2012 NFL Draft: Is Michael Brockers the Right Pick for the Panthers?

Tyler HornerCorrespondent IIJanuary 16, 2012

When Michael Brockers, a defensive tackle from Louisiana State, chose to enter the 2012 NFL draft, the possibility of Carolina drafting an interior lineman with their first pick—eighth or ninth, pending a coin-toss tiebreaker—became much more real. 

Brockers is only a sophomore, but he's quickly developed into a disruptive force in the SEC. He has a good frame at 6'6" and room to add muscle at just over 305 lbs. Don't let that number fool you, however; he's plenty big enough to play defensive tackle in the NFL

Brockers' announcement to leave LSU following his redshirt sophomore season has already shaken up the draft. Previously, it was believed that the Panthers would have to reach for a defensive tackle with their first pick if they want to address that position in the first round. 

Brockers could potentially be the solution that Carolina needed to that conundrum. He's a well-rounded player and has as much upside as you'll find in a defensive player in this draft. He lacks experience, which will prevent him from going as high as we saw Ndamukong Suh, Gerald McCoy and Marcell Dareus go in recent years, but he has just as much talent. 

Brockers is a well-balanced player and his low sack total this season—two sacks in 14 games—can be misleading. When watching LSU play, he was a player who showed up consistently. He was relentless with his pass rush and almost always demanded a double-team, which lays further credence to my previous claim. You don't put two of your best blockers on a player that is not a disruptive pass-rusher, and we saw that throughout the season. 

When facing double-teams in the run game, Brockers excelled even more so than he did at pressuring the quarterback. He maintained great balance and held up well, even splitting the double-team at times—something we saw occur on multiple occasions in the SEC Championship. 

Completing this defensive tackle are his athleticism and versatility. Brockers has quick feet and long arms that help him close passing lanes in a hurry. His quickness also allows him to penetrate as well as any prospect in this draft. 

It's difficult to put a label on Brockers because he can be seen as a developmental prospect, but he's already incredibly skilled. That makes him a low-risk and possibly very high-reward player for the Panthers if they do take a chance on him early. 

In Carolina, Brockers would make an immediate impact as a tackle in the 4-3 and at the 5-technique when the Panthers go to the 3-4. That added versatility makes him attractive for a team that likes to give different defensive looks, but his main allure is that he's a three-down lineman that is already as good as any interior lineman that the Panthers currently have on the roster. 

It's almost a guarantee that Brockers will be available when the Panthers make their first pick and Ron Rivera will likely take pride in his ability to develop a defensive player in the way that Rob Chudzinski and Mike Shula developed Cam Newton last season. 

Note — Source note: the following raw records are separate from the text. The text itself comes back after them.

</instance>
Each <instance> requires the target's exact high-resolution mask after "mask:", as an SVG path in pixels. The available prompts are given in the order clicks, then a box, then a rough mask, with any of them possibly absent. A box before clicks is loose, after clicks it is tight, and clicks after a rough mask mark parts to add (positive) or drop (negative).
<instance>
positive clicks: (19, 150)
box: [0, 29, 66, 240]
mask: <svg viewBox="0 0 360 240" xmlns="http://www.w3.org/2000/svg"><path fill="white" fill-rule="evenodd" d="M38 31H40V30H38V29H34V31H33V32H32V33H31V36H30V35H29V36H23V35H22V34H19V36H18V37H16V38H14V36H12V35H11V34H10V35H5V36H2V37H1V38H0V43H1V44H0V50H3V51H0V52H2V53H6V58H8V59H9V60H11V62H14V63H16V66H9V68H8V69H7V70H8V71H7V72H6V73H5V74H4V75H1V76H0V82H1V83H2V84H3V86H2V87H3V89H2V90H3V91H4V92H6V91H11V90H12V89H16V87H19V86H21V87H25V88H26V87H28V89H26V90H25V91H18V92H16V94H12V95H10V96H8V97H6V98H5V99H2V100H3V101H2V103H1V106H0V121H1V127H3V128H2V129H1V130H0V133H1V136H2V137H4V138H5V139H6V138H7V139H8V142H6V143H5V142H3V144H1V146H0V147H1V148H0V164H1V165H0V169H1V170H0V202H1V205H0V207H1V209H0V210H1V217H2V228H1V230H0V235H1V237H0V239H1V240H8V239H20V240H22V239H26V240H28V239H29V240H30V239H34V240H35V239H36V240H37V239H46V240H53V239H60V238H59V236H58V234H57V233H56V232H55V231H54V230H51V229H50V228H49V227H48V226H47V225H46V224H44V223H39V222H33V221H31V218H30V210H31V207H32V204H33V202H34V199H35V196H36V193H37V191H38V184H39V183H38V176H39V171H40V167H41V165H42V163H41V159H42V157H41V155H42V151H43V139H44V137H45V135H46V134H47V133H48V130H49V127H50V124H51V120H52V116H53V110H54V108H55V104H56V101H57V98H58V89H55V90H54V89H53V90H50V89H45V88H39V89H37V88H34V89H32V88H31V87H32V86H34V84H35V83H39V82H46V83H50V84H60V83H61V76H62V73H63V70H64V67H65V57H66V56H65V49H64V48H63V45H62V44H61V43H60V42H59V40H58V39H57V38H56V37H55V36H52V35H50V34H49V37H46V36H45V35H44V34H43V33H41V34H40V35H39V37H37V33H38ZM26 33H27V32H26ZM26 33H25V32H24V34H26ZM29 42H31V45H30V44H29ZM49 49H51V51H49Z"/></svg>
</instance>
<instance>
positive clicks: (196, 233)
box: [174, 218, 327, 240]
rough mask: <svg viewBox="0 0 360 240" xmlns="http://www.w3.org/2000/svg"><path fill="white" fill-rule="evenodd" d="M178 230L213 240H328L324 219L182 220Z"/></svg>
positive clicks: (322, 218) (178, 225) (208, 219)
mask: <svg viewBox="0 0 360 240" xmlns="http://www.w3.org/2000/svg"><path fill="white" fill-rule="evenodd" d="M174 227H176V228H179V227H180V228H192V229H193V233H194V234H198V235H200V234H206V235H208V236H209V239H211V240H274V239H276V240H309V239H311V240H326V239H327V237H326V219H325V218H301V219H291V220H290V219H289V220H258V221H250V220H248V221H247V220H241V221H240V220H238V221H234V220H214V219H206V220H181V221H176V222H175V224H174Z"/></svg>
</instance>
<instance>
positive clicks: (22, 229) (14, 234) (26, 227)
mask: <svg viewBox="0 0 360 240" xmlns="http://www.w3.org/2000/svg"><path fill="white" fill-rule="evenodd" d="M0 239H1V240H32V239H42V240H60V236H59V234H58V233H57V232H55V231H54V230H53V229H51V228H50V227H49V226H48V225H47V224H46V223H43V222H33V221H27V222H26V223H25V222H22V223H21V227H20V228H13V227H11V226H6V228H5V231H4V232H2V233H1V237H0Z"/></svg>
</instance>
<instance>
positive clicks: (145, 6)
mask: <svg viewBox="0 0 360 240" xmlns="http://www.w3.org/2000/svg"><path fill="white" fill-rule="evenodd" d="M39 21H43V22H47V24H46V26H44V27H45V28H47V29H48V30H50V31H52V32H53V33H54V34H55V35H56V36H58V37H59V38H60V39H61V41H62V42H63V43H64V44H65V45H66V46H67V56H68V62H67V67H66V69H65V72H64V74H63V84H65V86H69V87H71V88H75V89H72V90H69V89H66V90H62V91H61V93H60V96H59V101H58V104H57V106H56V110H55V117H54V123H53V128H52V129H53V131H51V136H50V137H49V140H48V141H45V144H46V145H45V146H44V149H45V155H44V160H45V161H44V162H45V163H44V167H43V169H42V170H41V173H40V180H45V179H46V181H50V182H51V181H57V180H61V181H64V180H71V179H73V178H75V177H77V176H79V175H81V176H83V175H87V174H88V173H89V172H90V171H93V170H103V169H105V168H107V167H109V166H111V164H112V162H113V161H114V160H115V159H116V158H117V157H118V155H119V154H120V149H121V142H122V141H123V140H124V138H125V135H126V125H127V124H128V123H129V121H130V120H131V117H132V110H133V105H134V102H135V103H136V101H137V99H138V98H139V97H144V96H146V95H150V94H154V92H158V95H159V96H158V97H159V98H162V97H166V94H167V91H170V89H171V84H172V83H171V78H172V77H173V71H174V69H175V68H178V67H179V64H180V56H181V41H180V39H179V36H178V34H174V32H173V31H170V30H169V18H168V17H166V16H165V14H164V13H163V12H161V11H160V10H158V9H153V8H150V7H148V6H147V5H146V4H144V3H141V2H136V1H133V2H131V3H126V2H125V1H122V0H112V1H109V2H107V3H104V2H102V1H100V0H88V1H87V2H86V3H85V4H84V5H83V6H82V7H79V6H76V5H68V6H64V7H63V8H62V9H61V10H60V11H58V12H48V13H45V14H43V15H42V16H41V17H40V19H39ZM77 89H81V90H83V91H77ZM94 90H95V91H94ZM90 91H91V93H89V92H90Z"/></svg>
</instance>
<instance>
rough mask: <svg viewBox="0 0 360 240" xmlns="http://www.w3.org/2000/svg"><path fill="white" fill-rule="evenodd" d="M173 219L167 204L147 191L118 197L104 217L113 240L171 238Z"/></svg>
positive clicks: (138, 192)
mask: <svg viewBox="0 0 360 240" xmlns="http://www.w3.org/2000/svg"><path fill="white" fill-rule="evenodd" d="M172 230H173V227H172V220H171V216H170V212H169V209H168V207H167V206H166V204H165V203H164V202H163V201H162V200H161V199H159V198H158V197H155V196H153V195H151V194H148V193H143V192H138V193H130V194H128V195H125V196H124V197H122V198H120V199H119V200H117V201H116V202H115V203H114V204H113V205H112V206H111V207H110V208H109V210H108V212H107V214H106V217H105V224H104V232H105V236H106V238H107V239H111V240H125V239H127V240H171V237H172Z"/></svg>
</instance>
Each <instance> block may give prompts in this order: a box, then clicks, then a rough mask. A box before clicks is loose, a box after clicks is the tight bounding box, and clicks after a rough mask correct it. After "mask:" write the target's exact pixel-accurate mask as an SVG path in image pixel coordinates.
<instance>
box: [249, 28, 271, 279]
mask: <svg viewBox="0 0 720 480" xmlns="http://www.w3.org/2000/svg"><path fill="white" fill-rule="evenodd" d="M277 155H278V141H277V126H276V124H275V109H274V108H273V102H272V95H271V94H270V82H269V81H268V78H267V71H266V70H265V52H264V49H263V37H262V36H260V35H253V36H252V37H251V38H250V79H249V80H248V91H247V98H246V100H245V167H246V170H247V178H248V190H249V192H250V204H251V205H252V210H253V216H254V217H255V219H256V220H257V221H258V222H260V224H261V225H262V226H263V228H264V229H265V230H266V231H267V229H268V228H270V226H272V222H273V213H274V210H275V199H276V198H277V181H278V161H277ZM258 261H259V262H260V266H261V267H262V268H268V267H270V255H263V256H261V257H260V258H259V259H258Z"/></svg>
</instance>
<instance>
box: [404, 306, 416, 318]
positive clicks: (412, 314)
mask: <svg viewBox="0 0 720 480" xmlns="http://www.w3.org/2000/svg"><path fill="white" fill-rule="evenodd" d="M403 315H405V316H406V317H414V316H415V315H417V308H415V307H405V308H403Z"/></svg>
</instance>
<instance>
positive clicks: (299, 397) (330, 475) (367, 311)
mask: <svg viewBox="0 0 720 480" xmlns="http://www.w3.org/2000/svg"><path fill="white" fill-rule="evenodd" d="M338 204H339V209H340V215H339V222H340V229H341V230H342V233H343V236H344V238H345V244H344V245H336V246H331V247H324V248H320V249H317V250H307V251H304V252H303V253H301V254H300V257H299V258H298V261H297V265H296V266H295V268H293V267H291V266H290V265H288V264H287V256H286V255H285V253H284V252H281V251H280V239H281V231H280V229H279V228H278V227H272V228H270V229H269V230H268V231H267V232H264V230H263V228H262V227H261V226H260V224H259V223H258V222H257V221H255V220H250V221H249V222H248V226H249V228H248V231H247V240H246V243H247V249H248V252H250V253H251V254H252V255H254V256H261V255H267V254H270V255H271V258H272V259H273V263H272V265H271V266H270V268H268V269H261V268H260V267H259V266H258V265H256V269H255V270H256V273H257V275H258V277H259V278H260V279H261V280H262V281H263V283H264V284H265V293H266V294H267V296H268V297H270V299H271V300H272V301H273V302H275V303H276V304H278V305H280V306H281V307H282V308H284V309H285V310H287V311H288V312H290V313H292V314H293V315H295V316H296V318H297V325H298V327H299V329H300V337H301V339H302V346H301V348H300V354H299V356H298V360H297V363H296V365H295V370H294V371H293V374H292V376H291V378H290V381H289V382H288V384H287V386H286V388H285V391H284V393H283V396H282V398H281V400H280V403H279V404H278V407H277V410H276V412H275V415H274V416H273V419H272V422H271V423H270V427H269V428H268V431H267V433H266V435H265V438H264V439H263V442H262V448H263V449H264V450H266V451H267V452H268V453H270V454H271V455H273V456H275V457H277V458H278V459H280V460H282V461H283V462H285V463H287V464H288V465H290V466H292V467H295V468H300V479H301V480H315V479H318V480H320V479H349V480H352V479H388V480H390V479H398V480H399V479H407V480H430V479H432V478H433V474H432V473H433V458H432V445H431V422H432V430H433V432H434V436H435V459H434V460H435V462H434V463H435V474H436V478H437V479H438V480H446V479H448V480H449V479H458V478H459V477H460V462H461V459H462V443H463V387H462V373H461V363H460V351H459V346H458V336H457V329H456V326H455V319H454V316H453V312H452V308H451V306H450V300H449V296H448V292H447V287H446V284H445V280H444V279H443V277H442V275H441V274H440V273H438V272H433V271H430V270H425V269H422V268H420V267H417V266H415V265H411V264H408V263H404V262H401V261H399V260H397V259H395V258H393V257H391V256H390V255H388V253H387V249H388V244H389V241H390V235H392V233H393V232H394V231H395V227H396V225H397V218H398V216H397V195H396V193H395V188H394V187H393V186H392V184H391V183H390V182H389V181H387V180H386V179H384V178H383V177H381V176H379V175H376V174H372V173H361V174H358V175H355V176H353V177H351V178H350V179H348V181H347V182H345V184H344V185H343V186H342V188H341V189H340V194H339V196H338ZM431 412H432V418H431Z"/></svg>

Brockers has an elite mix of strength, relentless effort and size that could prove too tempting for Carolina. His stock will likely see a rise as he gets his chance to prove his talent at the combine and at his pro day, and this could prove to be the smart pick once the draft rolls around. 

Even if the Panthers elect to head a different direction, Brockers has given the franchise a great backup plan in case the man that they're eyeing isn't left on the board when they take the clock.